Sucht man im Internet nach einer Definition zum Thema „Empathie“, dann findet man ziemlich überall das Gleiche. Meistens wird Empathie beschrieben als Gabe, die Emotionen der Mitmenschen nachzufühlen und sich vorstellen zu können, was der andere denkt und empfindet. Dazu zählt jedoch auch angemessen zu reagieren.
Dabei ist Empathie weitaus mehr als einfach nur Höflichkeit oder Freundlichkeit. Sie ist viel mehr die Grundlage für gute Beziehungen, für funktionierende Teams und im Großen auch für eine friedliche Gesellschaft.
Gerade in unserer Welt, die von „weiter- schneller-höher“ geprägt ist, wird Empathie immer wichtiger. Da wo Meinungen auseinander gehen oder Missverständnisse im Raum stehen, kommt der Empathie eine Schlüsselposition zu.

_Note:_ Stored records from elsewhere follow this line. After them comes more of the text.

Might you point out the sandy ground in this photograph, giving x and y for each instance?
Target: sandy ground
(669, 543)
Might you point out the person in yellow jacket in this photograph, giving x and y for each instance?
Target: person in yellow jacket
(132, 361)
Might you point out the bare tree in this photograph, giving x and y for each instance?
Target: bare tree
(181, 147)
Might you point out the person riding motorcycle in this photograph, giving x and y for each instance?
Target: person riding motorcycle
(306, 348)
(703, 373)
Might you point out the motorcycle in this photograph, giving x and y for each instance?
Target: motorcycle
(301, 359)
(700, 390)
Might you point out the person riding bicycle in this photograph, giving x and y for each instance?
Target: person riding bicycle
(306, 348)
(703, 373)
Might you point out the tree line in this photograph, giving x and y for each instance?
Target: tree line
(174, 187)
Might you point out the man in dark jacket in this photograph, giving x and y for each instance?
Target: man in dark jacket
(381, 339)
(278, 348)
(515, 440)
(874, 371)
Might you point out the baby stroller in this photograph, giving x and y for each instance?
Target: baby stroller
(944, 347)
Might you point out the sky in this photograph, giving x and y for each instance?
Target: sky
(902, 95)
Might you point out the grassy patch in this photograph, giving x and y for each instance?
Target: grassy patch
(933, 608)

In meinen Augen ist die Empathie unsere stärkste menschliche Fähigkeit.
Empathie kommt nicht immer groß und gewaltig daher. In kleinen Momenten zeigt sie sich oft. Wenn z.B. eine Freundin ein Treffen sehr kurzfristig absagt, dann hast du zwei Möglichkeiten zu reagieren. Entweder du bist total verärgert und denkst, das war mal wieder typisch. Kein Verlass. Das ist ein klassisch unempathisches Verhalten. Oder du gehst in die Neutralität und betrachtest die Situation von außen. Der große Unterschied liegt im Wechsel der Perspektive. Anstatt aus der eigenen Verärgerung heraus zu handeln, kannst du versuchen zu verstehen, was mit der Freundin gerade los ist und weshalb sie das Treffen abgesagt hat. Ruf sie an oder schreib ihr und frage sie, was gerade los ist oder wie es ihr geht. Gerade in Zeiten von Messengerdiensten ist es gefährlich in eine kleine Nachricht alles Mögliche hineinzuinterpretieren.

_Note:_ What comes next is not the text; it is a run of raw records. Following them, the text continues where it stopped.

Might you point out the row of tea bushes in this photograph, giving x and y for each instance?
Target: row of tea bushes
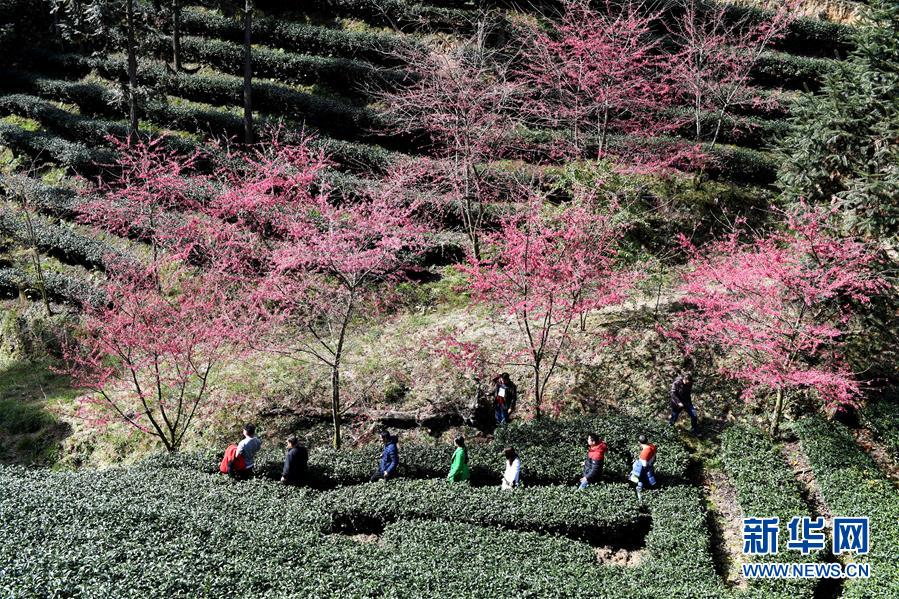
(604, 512)
(59, 241)
(852, 485)
(302, 38)
(882, 418)
(766, 487)
(153, 531)
(60, 287)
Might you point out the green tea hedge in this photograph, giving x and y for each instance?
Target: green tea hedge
(59, 241)
(160, 530)
(853, 485)
(46, 199)
(766, 487)
(298, 37)
(344, 75)
(40, 145)
(882, 417)
(604, 512)
(61, 288)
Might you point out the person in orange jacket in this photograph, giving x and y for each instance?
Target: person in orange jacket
(643, 472)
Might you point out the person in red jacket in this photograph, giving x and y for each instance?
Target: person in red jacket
(596, 455)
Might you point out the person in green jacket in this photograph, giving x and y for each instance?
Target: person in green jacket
(459, 469)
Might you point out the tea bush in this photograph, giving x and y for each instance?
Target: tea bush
(74, 156)
(159, 529)
(766, 487)
(298, 37)
(603, 511)
(60, 287)
(853, 485)
(58, 241)
(882, 417)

Empathisch zu reagieren bedeutet jedoch nicht, dass wir alles gut heißen müssen, jedes Verhalten oder jede Emotion. Vielmehr geht es darum Gefühle ernst zu nehmen und dem Gegenüber zu signalisieren, dass man ihn sieht.

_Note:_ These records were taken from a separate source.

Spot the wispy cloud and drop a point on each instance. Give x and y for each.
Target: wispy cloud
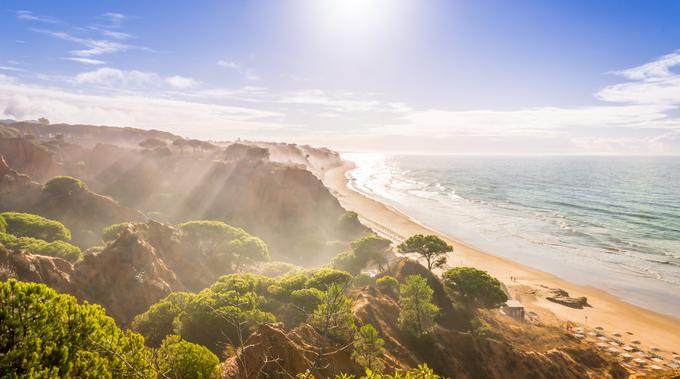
(181, 82)
(228, 64)
(248, 73)
(30, 16)
(88, 61)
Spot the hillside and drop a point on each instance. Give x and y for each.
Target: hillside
(239, 249)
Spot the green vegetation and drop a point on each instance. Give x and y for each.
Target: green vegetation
(420, 372)
(226, 313)
(47, 335)
(432, 248)
(228, 246)
(368, 349)
(34, 226)
(417, 311)
(365, 251)
(333, 317)
(388, 284)
(58, 249)
(37, 235)
(64, 186)
(276, 269)
(362, 280)
(44, 334)
(112, 232)
(182, 359)
(475, 287)
(161, 319)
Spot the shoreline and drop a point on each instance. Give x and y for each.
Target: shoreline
(608, 311)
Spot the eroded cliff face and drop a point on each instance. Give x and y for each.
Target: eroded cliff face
(84, 212)
(142, 265)
(449, 351)
(270, 190)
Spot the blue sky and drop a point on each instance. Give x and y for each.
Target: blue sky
(521, 77)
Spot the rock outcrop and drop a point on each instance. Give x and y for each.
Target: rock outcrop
(560, 296)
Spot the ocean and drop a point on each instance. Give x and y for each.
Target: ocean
(609, 222)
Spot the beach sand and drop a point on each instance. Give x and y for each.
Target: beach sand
(609, 312)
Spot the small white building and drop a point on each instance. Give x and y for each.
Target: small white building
(514, 309)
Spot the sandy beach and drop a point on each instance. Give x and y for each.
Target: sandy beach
(609, 312)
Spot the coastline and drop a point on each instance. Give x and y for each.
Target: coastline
(608, 311)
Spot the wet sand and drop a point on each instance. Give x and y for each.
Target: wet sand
(609, 312)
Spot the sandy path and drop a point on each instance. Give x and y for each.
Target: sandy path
(610, 312)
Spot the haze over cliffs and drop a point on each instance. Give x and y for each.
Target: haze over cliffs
(177, 237)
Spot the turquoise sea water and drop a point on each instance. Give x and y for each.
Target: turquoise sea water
(609, 222)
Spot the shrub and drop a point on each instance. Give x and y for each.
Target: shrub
(58, 249)
(476, 287)
(333, 317)
(417, 311)
(162, 318)
(388, 284)
(364, 251)
(227, 245)
(368, 349)
(64, 186)
(362, 280)
(30, 225)
(112, 232)
(45, 334)
(224, 314)
(322, 279)
(276, 269)
(432, 248)
(181, 359)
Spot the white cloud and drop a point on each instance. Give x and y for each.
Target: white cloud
(84, 60)
(181, 82)
(228, 64)
(659, 68)
(30, 16)
(111, 77)
(207, 120)
(251, 74)
(248, 73)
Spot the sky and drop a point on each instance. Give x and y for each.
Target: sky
(421, 76)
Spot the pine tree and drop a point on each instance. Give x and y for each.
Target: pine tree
(417, 311)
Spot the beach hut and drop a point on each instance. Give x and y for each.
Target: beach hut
(514, 309)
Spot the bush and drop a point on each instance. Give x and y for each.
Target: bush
(368, 349)
(417, 311)
(276, 269)
(112, 232)
(227, 245)
(333, 317)
(388, 284)
(162, 318)
(58, 249)
(45, 334)
(181, 359)
(364, 251)
(475, 286)
(324, 278)
(34, 226)
(223, 314)
(64, 186)
(362, 280)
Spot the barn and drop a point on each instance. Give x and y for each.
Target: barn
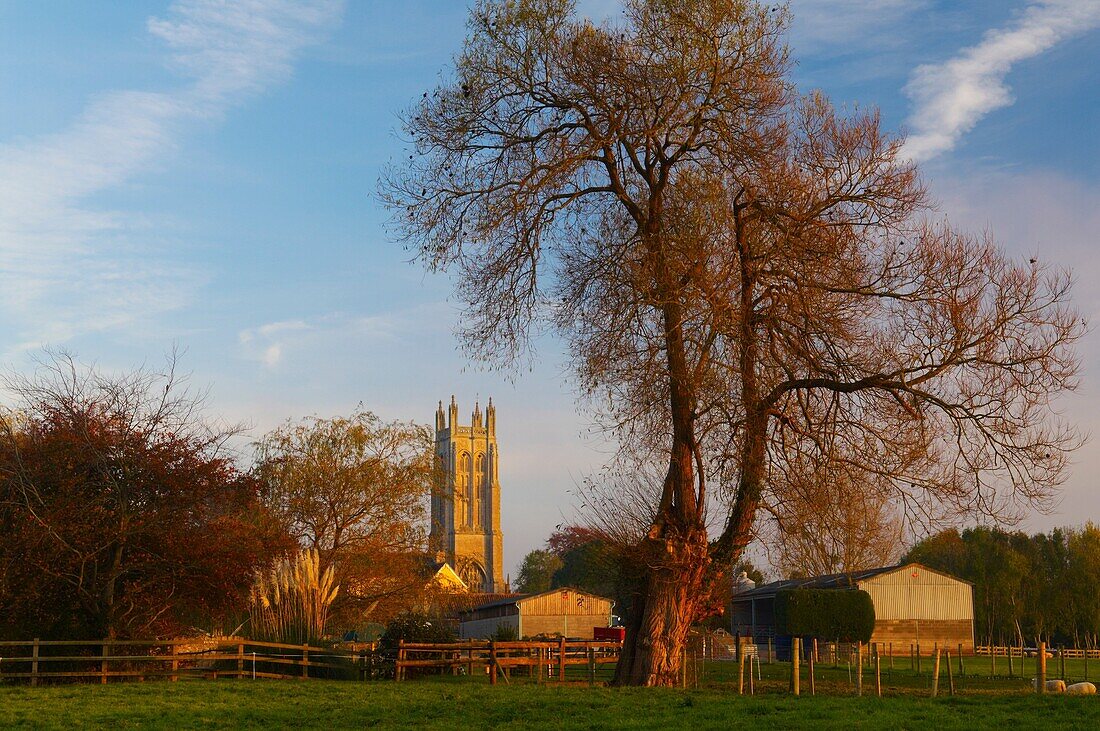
(565, 611)
(913, 605)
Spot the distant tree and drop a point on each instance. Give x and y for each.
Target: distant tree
(750, 571)
(354, 488)
(739, 273)
(122, 513)
(537, 572)
(1026, 587)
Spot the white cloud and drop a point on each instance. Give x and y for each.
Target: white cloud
(67, 266)
(952, 97)
(1055, 218)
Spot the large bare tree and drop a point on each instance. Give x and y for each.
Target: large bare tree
(743, 275)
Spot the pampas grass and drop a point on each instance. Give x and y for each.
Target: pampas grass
(290, 600)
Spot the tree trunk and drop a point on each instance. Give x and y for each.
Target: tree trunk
(657, 629)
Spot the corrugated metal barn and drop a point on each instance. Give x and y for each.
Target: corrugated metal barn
(565, 611)
(913, 604)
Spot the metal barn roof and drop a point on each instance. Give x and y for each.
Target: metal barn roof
(846, 580)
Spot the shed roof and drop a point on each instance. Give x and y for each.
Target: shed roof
(516, 598)
(846, 580)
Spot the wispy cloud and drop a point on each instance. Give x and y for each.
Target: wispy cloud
(952, 97)
(67, 266)
(328, 334)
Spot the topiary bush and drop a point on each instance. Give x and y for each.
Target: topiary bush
(411, 627)
(845, 615)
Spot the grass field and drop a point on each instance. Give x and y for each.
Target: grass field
(471, 702)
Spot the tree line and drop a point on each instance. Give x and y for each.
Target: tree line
(125, 511)
(1043, 586)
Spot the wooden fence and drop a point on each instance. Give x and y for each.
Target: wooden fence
(106, 660)
(543, 660)
(1005, 651)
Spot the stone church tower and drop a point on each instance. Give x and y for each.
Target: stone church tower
(465, 507)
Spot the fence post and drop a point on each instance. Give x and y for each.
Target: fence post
(859, 668)
(102, 663)
(740, 674)
(1041, 668)
(34, 663)
(492, 662)
(812, 687)
(794, 665)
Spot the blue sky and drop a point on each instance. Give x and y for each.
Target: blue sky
(197, 175)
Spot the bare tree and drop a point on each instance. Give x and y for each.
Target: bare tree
(122, 512)
(743, 276)
(832, 520)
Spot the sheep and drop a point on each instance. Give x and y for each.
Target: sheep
(1052, 686)
(1081, 689)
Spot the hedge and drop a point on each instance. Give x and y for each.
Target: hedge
(845, 615)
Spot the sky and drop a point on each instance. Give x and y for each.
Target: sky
(201, 176)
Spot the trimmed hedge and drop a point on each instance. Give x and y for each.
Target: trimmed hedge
(845, 615)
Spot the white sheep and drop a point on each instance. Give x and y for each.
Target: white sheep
(1052, 686)
(1081, 689)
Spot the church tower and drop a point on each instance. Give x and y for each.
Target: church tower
(465, 506)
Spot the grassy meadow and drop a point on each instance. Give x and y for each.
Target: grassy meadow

Dann kommt da noch das Arbeitsleben. Da wird die Empathie vollkommen unterschätzt. Gute Führungskräfte führen empathisch, doch in vielen Firmen ist das eher verpönt. Das habe ich selbst auch schon erlebt. Mir wurde damals sogar gesagt ich solle hier nicht die Mutter Teresa spielen.
Vorgesetzte kritisieren oft einen Einzelnen vor dem ganzen Team: „Das war wieder total unprofessionell.“
Oder ein Kollege unterbricht ständig andere und nimmt deren Ideen oder Einwände überhaupt nicht ernst. Und ganz fatal wird es, wenn eine Führungskraft Überlastungssignale im Team ignoriert und mit den Worten „Da müssen wir nun halt mal durch.“ kommentiert und damit alles noch viel schlimmer macht. So entstehen übrigens innere Kündigungen. Solches Verhalten führt unweigerlich auch zu Misstrauen, Demotivation und Frustration. Jemand, der derart missachtet wird, ist nur noch schwer zu motivieren und wird nur noch „Dienst nach Vorschrift“ machen.
Dabei ist es ganz einfach mit Empathie zu führen. Stellt ein Vorgesetzter z.B. fest, dass ein Projekt nicht so gut lief, dann kann er im 4-Augen-Gespräch den Mitarbeiter fragen, woran es seiner Meinung nach gelegen hat. Bemerkt man Stress im Team kann auch mal gefragt werden: „Kann ich helfen?“
Kommt ein Mitarbeiter morgens zur Arbeit und sieht schlecht aus, dann darf der Chef auch mal auf denjenigen zugehen und fragen, was los ist.
Empathie schafft auf Dauer Vertrauen. Wer sich gesehen und wertgeschätzt fühlt, übernimmt auch mal gerne mehr Verantwortung, ist zufriedener und bringt meistens auch eine bessere Leistung. Und wenn dann alle Menschen sich bemühen empathisch zu reden und zu handeln, dann wird sogar die Welt etwas friedlicher.